North Texas

Former Texas Boys Ranch Residents Say They Suffered Abuse

The head of a ranch that houses at-risk children in the Texas Panhandle issued an apology after several former residents said they were abused by staffers there from the 1950s until at least the 1990s.

Former residents told The Guardian , a British newspaper, about abuse they suffered at Cal Farley's Boys Ranch. Steve Smith, a 68-year-old from Amarillo, told the newspaper for the Wednesday story that after his mother left him there as a boy, he was beaten many times and had to watch helplessly as his younger brother, Rick, was beaten.

A statement from the organization Wednesday said it was aware of the claims regarding "harmful encounters they experienced at Boys Ranch years ago."

"For those who left Boys Ranch having experienced abuse of any form, I am truly sorry, both as the leader of this organization and as a man," Dan Adams, president and CEO of Cal Farley's, said in the statement. "It is for these reasons that regulatory oversight and strength-based models of care in this field evolved, and Cal Farley's strives to be a leader in observing both.

Adams told The Guardian that since he took over in 1996, corporal punishment has been phased out.

The privately funded, faith-based residential community is open to children ages 5 to 18 and currently supports about 250 boys and girls. The ranch said at-risk boys and girls can be placed there by their parents, a managing conservator or guardian.

Rick and Steve Smith and others told The Guardian that the abuse was systemic and affected hundreds. Ed Cargill of New Mexico, whose time at Cal Farley's overlapped with Rick Smith's, said he made repeated escape attempts from the place he called "a paradise for adult abusers." He said that after one escape attempt he was made to run back in front of horses.

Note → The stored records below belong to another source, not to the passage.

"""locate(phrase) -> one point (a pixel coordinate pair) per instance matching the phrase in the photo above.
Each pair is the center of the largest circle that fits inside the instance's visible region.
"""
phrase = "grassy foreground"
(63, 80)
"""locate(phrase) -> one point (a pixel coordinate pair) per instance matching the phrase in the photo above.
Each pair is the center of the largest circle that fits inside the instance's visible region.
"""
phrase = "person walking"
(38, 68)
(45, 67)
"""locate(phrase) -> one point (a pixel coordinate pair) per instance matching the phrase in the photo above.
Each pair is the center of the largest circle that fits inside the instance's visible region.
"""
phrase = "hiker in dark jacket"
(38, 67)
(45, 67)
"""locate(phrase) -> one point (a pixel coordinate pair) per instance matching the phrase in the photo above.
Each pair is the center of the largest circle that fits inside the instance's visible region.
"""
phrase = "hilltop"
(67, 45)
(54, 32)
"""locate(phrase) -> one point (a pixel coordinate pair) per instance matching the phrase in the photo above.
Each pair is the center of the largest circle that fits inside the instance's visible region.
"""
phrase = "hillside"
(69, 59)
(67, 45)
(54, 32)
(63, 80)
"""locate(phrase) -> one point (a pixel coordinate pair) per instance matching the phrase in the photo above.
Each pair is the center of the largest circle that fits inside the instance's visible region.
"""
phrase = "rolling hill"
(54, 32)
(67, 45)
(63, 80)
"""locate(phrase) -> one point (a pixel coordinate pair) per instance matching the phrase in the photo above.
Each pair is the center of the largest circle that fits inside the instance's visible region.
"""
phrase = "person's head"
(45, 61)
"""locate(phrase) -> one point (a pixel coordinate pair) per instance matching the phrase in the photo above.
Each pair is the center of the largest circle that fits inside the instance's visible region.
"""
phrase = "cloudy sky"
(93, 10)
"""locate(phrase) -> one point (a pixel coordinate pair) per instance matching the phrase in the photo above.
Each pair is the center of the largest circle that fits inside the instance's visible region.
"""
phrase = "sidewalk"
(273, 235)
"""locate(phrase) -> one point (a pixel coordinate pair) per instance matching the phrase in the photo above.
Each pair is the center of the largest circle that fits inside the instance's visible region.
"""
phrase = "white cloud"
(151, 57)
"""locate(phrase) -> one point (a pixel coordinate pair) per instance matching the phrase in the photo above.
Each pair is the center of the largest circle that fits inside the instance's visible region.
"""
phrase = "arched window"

"Anytime I floundered, they'd hit me with coiled-up rope or run over me with the damn horse," said Cargill, who said his dorm parent would also encourage other boys to administer physical punishment.

Bill Varnado, who was there at the same time as Steve Smith, said "you really didn't have to `get in trouble' for them to beat the hell out of you." Normally, he said, "they used a belt, but as you got older they used their fists on boys."

Rick Smith said he was raped by another boy at the ranch. Cargill said that the wife of a staff member was having sex with him and three other boys.

Steve Smith told the Amarillo Globe-News they want more than an apology. Smith leads a Facebook group of other survivors that presented Adams in April with a proposal of how to deal with the past abuses.

The proposal included Boys Ranch issuing a public statement acknowledging wrongdoing, the creation of a fund for survivor care, utilization of best practices for abuse prevention and a review of marketing material to make sure information about the past is not misleading.

Smith also wanted the organization to stop honoring past staff accused of abuse. Cal Farley's dedicated a new dormitory to a former superintendent at the ranch alleged to be one of the worst abusers.

The Child-Friendly Faith Project, a nonprofit that works to expose religious groups that abuse children, took the allegations to The Guardian after it became apparent Cal Farley's was not going to act on the proposal, said Janet Heimlich, the nonprofit's founder and a former journalist.

Heimlich first came into contact with Smith and the Facebook group after writing a blog post in 2015 praising Boy's Ranch for an advanced therapeutic model. Smith commented on the post and they got in touch.

Adams told the Globe-News he didn't want to initially make a public apology because it would give children, families and donors undue concern.

Heimlich agreed that Boys Ranch, which opened in 1939, had cleaned up since the 1990s and emphasized that it still maintains a "flagship model" for child therapy.

The ranch currently has a license with the state as a general residential operation providing child care and transitional living. Texas Health & Human Services Commission spokeswoman Christine Mann tells The Associated Press that they have no recent history of corrective or adverse actions. She said it was initially licensed by the state in 1979.

Texas Department of Family and Protective Services spokesman Patrick Crimmins said the ranch does have a contract in good standing to take in children in foster care. Over the last five years 19 foster children have been placed there, including 11 who are currently there.